O milagre do costume.

D izem por aí que Portugal teve 50 anos de corrupção e que agora, finalmente, milagrosamente, gloriosamente, chegou a salvação: o CHEGA. É lindo. É quase poesia. Depois de meio século de governos “corruptos”, a solução é entregar o país a um partido que promete limpeza com a mesma convicção com que certos autarcas da Madeira prometem “transparência” enquanto escondem documentos na gaveta da mesa de cabeceira. Um hino nacional ao humor involuntário.

A ideia é simples: se tudo está mal, nada como pôr alguém a gritar mais alto. Porque, como sabemos, gritar é sempre prova científica de competência. E insultar é currículo. E prometer “acabar com a corrupção” sem explicar como é que se faz… isso então é doutoramento. É o grande truque português: vender ar com selo de pureza. Só falta mesmo serem “certificados pela ASAE”.

A lógica do argumento é tão sólida quanto uma varanda da zona velha depois de três obras feitas à pressa: “Se os outros governaram 50 anos e houve corrupção, vamos pôr lá estes que ainda nem chegaram e já coleccionam polémicas, multas, processos e personagens que parecem saídas de uma telenovela cómica.” É como trocar um pneu furado por um pneu sem borracha: continua redondo, mas não serve para nada.

Depois há o lado quase religioso da coisa. Ventura surge como uma espécie de santo padroeiro do descontentamento, canonizado nas redes sociais por devotos que confundem sarcasmo com sabedoria e ódio com lucidez. É o milagre da multiplicação dos ressentimentos: basta um post e nasce um exército de iluminados prontos a jurar que o Messias da Queixaria vai salvar a pátria em directo no telejornal.

O argumento é tão eficaz quanto uma promessa da Junta: não explica, não prova, não sustenta, não funciona. É só barulho, espuma, teatro barato. É política de megafone: quanto menos conteúdo, mais grita. E quanto mais grita, mais parece que sabe o que está a dizer. Triste truque, mas funciona com quem acha que análise política é ver comentários no Facebook às duas da manhã.
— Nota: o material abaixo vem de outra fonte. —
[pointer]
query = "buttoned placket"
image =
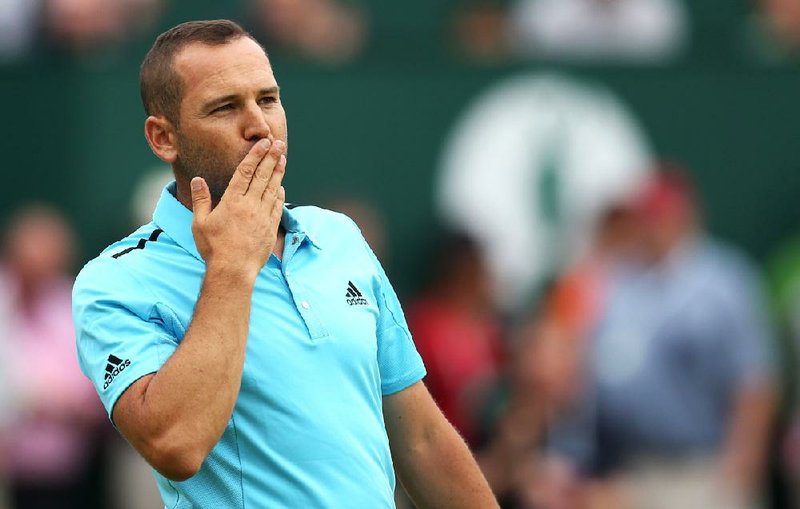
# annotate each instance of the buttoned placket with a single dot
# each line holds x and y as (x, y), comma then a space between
(295, 285)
A luta contra a corrupção não se resolve com slogans de feira. Resolve-se com instituições fortes, transparência a sério e reformas que doem. Mas isso dá trabalho, não dá “likes”, e não dá palco. E como o país adora um palco, aqui estamos nós a discutir milagres enquanto os problemas continuam sentados à mesa, a pedir outra rodada.

O resto é folclore político. E a conta desse folclore, como sempre, paga o contribuinte — com juros, multa e um sorriso amarelo.